Planning an Editorial in 3..2..1... : Connor Remus

Recently our editorial intern, Iain Ailles, went behind-the-scenes to find out what it takes to bring an editorial to life! Featuring our managing editor, Connor Remus, An Editorial Shoot takes us throughout the planning process of his final thesis project. 


There can never be too many questions... so here are a few more...

RADmag: What is your favourite editorial to date?

C: One of my favourite editorials is currently Mario Testino's editorial for British Vogue featuring Emma Watson.

RADmag: Describe your aesthetic in three words.

Fine, classic and luxurious when possible. I try to display my subjects with both elegance and strength.

RADmag: If you could shoot anywhere in the world, where would it be?

London or Paris - of course! New York is wonderful but my style of shooting isn't edgy enough ....yet!

RADmag: Who are some of the photographers or designers you’d love to work with?

C: Of course there’s the big names like Annie Leibovitz and Mario Testino who bring on interns all the time, so those would be two of the biggest artists I’d like to work with. In terms of designer I love staying within Toronto. I’m a big supporter of local designers and a really big supporter of finding people that are doing work in our community. That being said in Ryerson itself produces some amazing up and coming designers through their Fashion Communication Program. Anyone producing a line that luxurious and is a bit couture, I’d love to work with that as well.

RADmag: What’s your biggest piece of photography advice?

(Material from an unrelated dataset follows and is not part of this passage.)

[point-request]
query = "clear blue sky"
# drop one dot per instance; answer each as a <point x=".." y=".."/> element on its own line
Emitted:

C: Know your limits and play within it. Don’t put yourself down if an editorial or an image itself doesn’t turn out right. We’re all here to persevere and we’re all here to learn. Every photographer, be it Richard Avedon or Bruce Weber, is learning everyday. You’re always making mistakes, and some days those mistakes could be the highlight of your editorial. A mistake you didn’t intend to make could be something an art director absolutely loves. So never cut yourself short, always be open for interpretation, open for criticism and sit with the image a while - you may find a bit of love.